In his past, controlling choice, there lay the theatre of James O’Neill. For better or worse, the stage, if not the written drama, was his inheritance. Yet it was not a simple legacy. At one point, he spoke of “the hateful theatre of my father.”2 The phrase suggests more than distaste for the romantic theatricality of his father’s star melodrama, Monte Cristo. Eugene O’Neill, like a vaudevillian’s child, was in effect cradled in the trunk, carted like a property from stagedoor to stagedoor, or alternatively left in boarding schools while theatrical tours claimed his parents’ presence.
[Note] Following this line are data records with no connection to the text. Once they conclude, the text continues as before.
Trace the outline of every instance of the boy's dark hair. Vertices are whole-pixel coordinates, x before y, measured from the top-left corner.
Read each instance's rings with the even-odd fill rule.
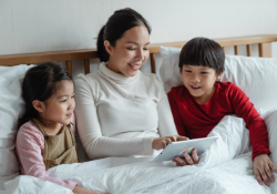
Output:
[[[179,71],[183,65],[203,65],[216,70],[216,74],[224,71],[225,53],[215,41],[206,38],[189,40],[179,53]]]
[[[38,118],[39,113],[32,102],[41,102],[51,98],[61,86],[59,82],[72,81],[68,70],[55,63],[42,63],[27,71],[22,83],[22,96],[25,102],[23,116],[19,119],[19,127],[31,119]],[[73,81],[72,81],[73,82]]]
[[[135,10],[125,8],[115,11],[99,32],[98,54],[100,61],[106,62],[110,58],[110,54],[106,52],[104,47],[105,40],[107,40],[112,47],[115,47],[116,40],[121,39],[125,31],[137,25],[145,25],[148,30],[148,33],[151,33],[151,27],[148,22]]]

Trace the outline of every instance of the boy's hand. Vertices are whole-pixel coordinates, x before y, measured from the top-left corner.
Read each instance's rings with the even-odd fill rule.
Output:
[[[199,157],[197,155],[196,149],[193,150],[192,156],[186,152],[183,153],[184,159],[176,156],[172,162],[175,162],[177,166],[194,165],[198,164]]]
[[[270,178],[270,182],[274,183],[274,176],[271,173],[274,170],[277,173],[277,169],[273,164],[271,160],[267,154],[260,154],[254,159],[254,173],[260,185],[263,185],[263,181],[267,186],[269,186],[269,181],[267,180],[267,175]]]
[[[152,142],[152,149],[162,150],[165,149],[172,142],[177,141],[186,141],[189,140],[186,136],[173,135],[173,136],[163,136],[163,137],[154,137]]]

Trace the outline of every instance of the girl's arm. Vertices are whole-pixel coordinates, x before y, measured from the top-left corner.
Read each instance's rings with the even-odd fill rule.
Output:
[[[253,159],[259,154],[270,154],[266,124],[249,98],[235,84],[230,84],[228,95],[236,115],[244,119],[249,130]]]
[[[16,144],[25,175],[50,181],[70,190],[76,186],[76,182],[58,180],[48,175],[41,153],[42,147],[44,147],[44,136],[30,122],[20,127]]]
[[[96,89],[91,89],[91,85],[82,78],[75,80],[75,85],[78,132],[90,159],[153,154],[152,137],[126,140],[103,136],[96,112],[98,108],[94,103],[95,94],[93,92]]]

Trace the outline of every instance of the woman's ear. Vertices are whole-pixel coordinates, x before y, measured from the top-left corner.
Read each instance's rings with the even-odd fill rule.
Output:
[[[104,47],[105,47],[106,52],[107,52],[110,55],[112,55],[112,53],[113,53],[113,47],[111,45],[111,43],[110,43],[109,40],[105,40],[105,41],[104,41]]]
[[[219,81],[222,75],[223,75],[223,72],[220,72],[220,74],[216,75],[216,81]]]
[[[38,111],[38,112],[44,112],[45,111],[45,104],[41,101],[34,100],[33,101],[33,108]]]

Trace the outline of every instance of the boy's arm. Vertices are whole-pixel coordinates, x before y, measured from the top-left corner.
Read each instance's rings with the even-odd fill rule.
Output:
[[[253,160],[259,154],[270,154],[265,121],[259,116],[249,98],[235,84],[230,85],[228,95],[236,115],[244,119],[249,130]]]
[[[167,98],[168,98],[168,101],[170,101],[170,105],[171,105],[171,110],[172,110],[174,123],[176,125],[178,135],[186,136],[185,125],[183,123],[181,113],[178,111],[178,106],[177,106],[176,99],[174,96],[174,91],[173,90],[171,90],[167,93]]]

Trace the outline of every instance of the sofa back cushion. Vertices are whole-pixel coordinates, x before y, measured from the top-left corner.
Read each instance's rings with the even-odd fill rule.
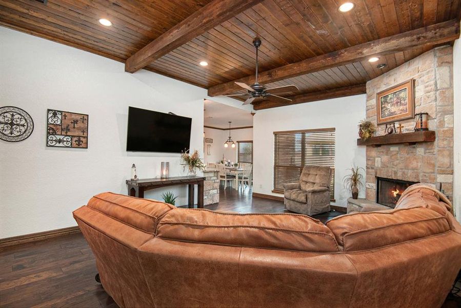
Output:
[[[450,230],[445,215],[424,207],[353,213],[327,223],[345,251],[372,249]]]
[[[159,220],[175,207],[164,202],[113,192],[96,195],[90,200],[87,206],[133,228],[152,234]]]
[[[395,208],[422,206],[445,216],[452,208],[451,202],[442,192],[432,187],[418,183],[411,185],[404,192]]]
[[[331,174],[331,168],[329,167],[307,165],[303,169],[299,178],[301,189],[307,190],[314,187],[330,188]]]
[[[297,214],[237,214],[176,208],[162,218],[157,237],[245,247],[339,251],[328,228],[316,219]]]

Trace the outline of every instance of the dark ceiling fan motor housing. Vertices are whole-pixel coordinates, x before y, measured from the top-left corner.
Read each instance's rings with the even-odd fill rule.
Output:
[[[280,96],[275,95],[276,93],[286,93],[287,92],[293,92],[298,91],[297,87],[294,85],[289,86],[284,86],[283,87],[278,87],[276,88],[272,88],[268,89],[267,87],[264,85],[259,84],[258,82],[258,50],[261,46],[261,40],[256,37],[253,41],[253,46],[256,49],[256,69],[255,72],[254,83],[251,86],[245,84],[243,82],[235,82],[235,84],[247,90],[245,94],[231,94],[230,95],[226,95],[227,97],[241,97],[246,96],[250,97],[244,102],[244,105],[248,104],[252,104],[255,100],[258,100],[260,101],[261,100],[267,99],[270,101],[277,102],[278,103],[288,103],[291,101],[291,100],[287,99]]]

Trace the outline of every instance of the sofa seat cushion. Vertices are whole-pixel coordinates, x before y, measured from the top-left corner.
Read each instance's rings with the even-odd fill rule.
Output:
[[[297,214],[237,214],[176,208],[162,218],[157,237],[245,247],[339,251],[328,228],[316,219]]]
[[[444,215],[424,207],[354,213],[327,223],[345,251],[372,249],[450,230]]]
[[[303,189],[290,189],[284,192],[284,196],[287,199],[302,203],[305,203],[307,202],[307,191]]]
[[[96,195],[90,199],[87,206],[133,228],[152,234],[155,232],[159,219],[169,210],[175,208],[165,202],[113,192]]]

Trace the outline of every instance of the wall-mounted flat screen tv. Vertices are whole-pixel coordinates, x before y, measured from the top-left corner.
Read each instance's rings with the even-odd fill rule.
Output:
[[[192,119],[130,107],[127,151],[180,153],[188,150]]]

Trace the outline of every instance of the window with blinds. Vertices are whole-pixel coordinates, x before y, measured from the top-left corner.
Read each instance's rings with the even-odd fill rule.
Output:
[[[253,163],[253,141],[237,142],[237,162]]]
[[[334,200],[335,129],[274,132],[274,191],[283,192],[284,184],[299,182],[304,166],[333,169],[330,199]]]

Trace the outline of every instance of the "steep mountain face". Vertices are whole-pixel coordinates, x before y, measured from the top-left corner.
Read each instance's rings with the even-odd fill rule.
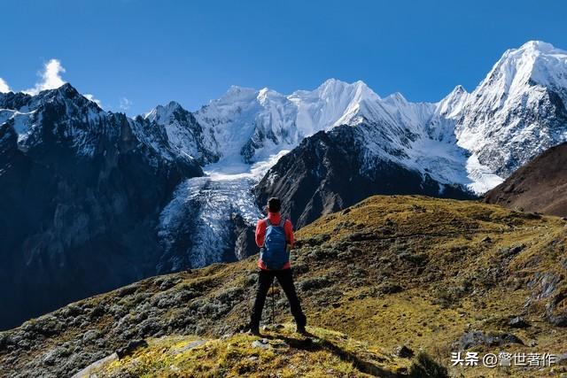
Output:
[[[364,133],[371,128],[366,124],[340,126],[306,138],[256,186],[259,205],[269,197],[280,197],[285,204],[284,215],[293,220],[296,228],[302,228],[321,214],[376,193],[474,197],[462,187],[439,184],[428,174],[423,176],[395,160],[369,156]]]
[[[0,327],[155,274],[159,212],[197,163],[68,84],[0,109]]]
[[[379,196],[315,220],[297,237],[291,266],[310,346],[289,326],[269,327],[268,311],[268,341],[238,333],[254,297],[251,257],[148,278],[2,332],[0,375],[68,377],[110,356],[93,375],[301,376],[309,365],[322,369],[315,376],[359,376],[353,366],[403,376],[400,367],[415,361],[400,356],[404,345],[435,356],[450,376],[532,377],[536,370],[520,366],[451,366],[450,353],[567,348],[567,229],[559,218],[478,201]],[[276,323],[292,321],[274,288]],[[343,337],[330,337],[335,332]],[[140,340],[147,343],[133,343]],[[128,344],[139,348],[113,355]],[[340,360],[348,374],[330,371]],[[556,375],[561,364],[539,366],[537,374]]]
[[[529,42],[509,50],[449,106],[458,144],[502,178],[567,140],[567,52]]]
[[[508,50],[470,94],[459,86],[434,104],[408,103],[400,94],[356,97],[356,105],[351,104],[339,121],[355,131],[330,131],[340,136],[327,140],[342,144],[333,152],[334,162],[327,155],[322,158],[328,147],[321,137],[301,144],[302,150],[290,158],[293,164],[281,160],[256,188],[259,204],[279,196],[307,205],[290,211],[304,225],[369,194],[483,194],[537,154],[567,141],[566,78],[567,52],[530,42]],[[315,171],[299,173],[296,165]],[[400,182],[400,169],[411,172],[411,184],[390,182]],[[351,186],[352,174],[373,179]],[[313,182],[323,182],[293,190],[310,175]]]
[[[567,143],[552,147],[490,190],[485,201],[510,209],[567,216]]]
[[[74,298],[253,253],[271,195],[304,226],[371,194],[484,194],[567,141],[566,57],[528,42],[472,93],[457,87],[436,104],[333,79],[291,95],[232,87],[196,112],[172,102],[136,119],[69,85],[0,94],[0,258]],[[95,262],[110,278],[72,284],[58,273],[75,264],[88,274]]]
[[[189,156],[202,166],[219,159],[221,149],[214,130],[204,129],[193,113],[178,103],[172,101],[166,106],[159,105],[144,118],[163,126],[168,147],[175,149],[177,155]]]

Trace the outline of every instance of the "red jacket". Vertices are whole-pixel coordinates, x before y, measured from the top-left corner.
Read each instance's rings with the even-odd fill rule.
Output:
[[[282,220],[282,216],[279,212],[268,212],[268,219],[269,222],[273,225],[277,225]],[[264,246],[264,238],[266,237],[266,228],[268,228],[268,224],[266,223],[266,220],[258,220],[258,224],[256,224],[256,245],[259,247]],[[285,239],[287,243],[293,248],[293,243],[295,243],[295,239],[293,238],[293,226],[291,225],[291,221],[290,220],[285,220],[285,223],[284,224],[284,231],[285,232]],[[264,265],[261,258],[258,259],[258,267],[264,270],[268,270],[268,267]],[[291,265],[288,261],[284,266],[284,269],[289,269],[291,267]]]

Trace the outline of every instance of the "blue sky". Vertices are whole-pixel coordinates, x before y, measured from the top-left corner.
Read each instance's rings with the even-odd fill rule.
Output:
[[[330,77],[437,101],[457,84],[472,90],[508,48],[538,39],[567,50],[563,1],[0,0],[0,10],[11,89],[33,89],[56,58],[66,81],[130,115],[170,100],[196,110],[233,84],[290,93]]]

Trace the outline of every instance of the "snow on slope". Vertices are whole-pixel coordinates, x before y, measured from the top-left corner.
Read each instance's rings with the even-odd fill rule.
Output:
[[[221,209],[230,208],[251,224],[260,212],[250,195],[260,179],[252,164],[264,172],[276,161],[270,157],[342,124],[360,127],[368,169],[391,160],[429,174],[439,190],[443,184],[460,184],[483,194],[567,140],[566,57],[548,43],[527,42],[506,51],[472,93],[457,86],[437,104],[410,103],[399,93],[381,98],[362,81],[334,79],[289,96],[232,87],[196,112],[218,143],[212,151],[218,159],[205,166],[207,178],[185,184],[180,193],[185,198],[164,211],[162,226],[183,212],[175,201],[206,203],[196,212],[199,232],[190,253],[198,264],[219,261],[218,254],[200,254],[223,232]]]
[[[567,140],[565,104],[567,51],[532,41],[506,51],[447,118],[457,144],[507,177]]]

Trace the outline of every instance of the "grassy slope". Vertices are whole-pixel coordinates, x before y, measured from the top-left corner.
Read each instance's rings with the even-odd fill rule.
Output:
[[[322,217],[302,228],[298,238],[293,266],[309,324],[318,328],[314,332],[343,332],[379,346],[381,356],[405,344],[446,365],[452,343],[469,330],[512,333],[536,345],[476,347],[480,351],[567,349],[566,329],[546,320],[564,313],[567,302],[566,229],[558,218],[470,201],[373,197]],[[170,335],[214,338],[231,333],[247,320],[254,271],[254,259],[249,258],[154,277],[30,320],[0,335],[0,372],[41,368],[69,374],[132,338],[152,337],[159,343],[167,340],[159,337]],[[279,321],[290,319],[285,305],[278,302]],[[508,321],[516,315],[532,327],[510,328]],[[88,331],[97,336],[85,342]],[[237,343],[249,341],[230,337]],[[22,338],[28,340],[25,347]],[[329,362],[329,351],[321,351],[324,356],[296,351],[314,368],[346,368]],[[218,356],[204,361],[213,364]],[[403,366],[400,359],[384,364],[392,364],[392,371]],[[533,376],[548,370],[451,373]]]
In American theatrical legend and in films, such a child is supposed to triumph, happily singing and dancing his way to the hearts of multitudes. “The theatre is in his blood,” is the explanation: “He is of the dynasty.” In a peculiarly perverse way, O’Neill lived the legend through, and the claim may be made that he could no more put away the theatre than he could put away his father, for they possessed him equally. He felt of the commercial theatre that it was a cheap-jack enterprise, soul-destroying, a kind of dope, hollow, false, demanding a wasteful expenditure of spirit. His father, as he later was to present him in Long Day’s Journey into Night, had something of the same cheapness and pain-struck emptiness of soul. O’Neill’s resentment of the one extended to the other.
Men in hate are bound as deeply as men in love, for hate has in it the same positive power to compel men to its center. In the midst of hate, as for his father, O’Neill felt for the theatre a heavy dedication. He was never stage-struck, yet his feeling was sufficiently strong to bind him closely to the theatre as an institution, even to the melodramatic theatre of his father, from which he never entirely emancipated himself. The theatre was a natural atmosphere for him. He learned its language early, and thought habitually in its terms. Although he is reputed never to have seen his later plays after their final dress rehearsals, and indeed, even so early as Beyond the Horizon showed signs of reluctance to attend performances, he assiduously worked through the rehearsal period of all his plays, bringing to bear on their final crucial shaping for the stage his full knowledge of theatrical practice. He did not let others do this job for him. A Moon for the Misbegotten was withdrawn during its pre-Broadway run because O’Neill was too ill to attend to essential revisions.* His cooperation with actor, designer, and director was always great, and although he stopped abruptly short of make-peace compromise, his assertion of his integrity as a dramatist was never merely dictatorial. He understood the theatre’s necessities and came to terms with them as, in the end, he came to terms with the man his father was. Bound to them both in a profound psychological way, he had to face them, rather than to reject them and follow other creative paths.
* The only play whose staging he did not personally oversee was the Theatre Guild’s production of Dynamo, produced while he was living in Europe. He blamed its failure in part on his absence.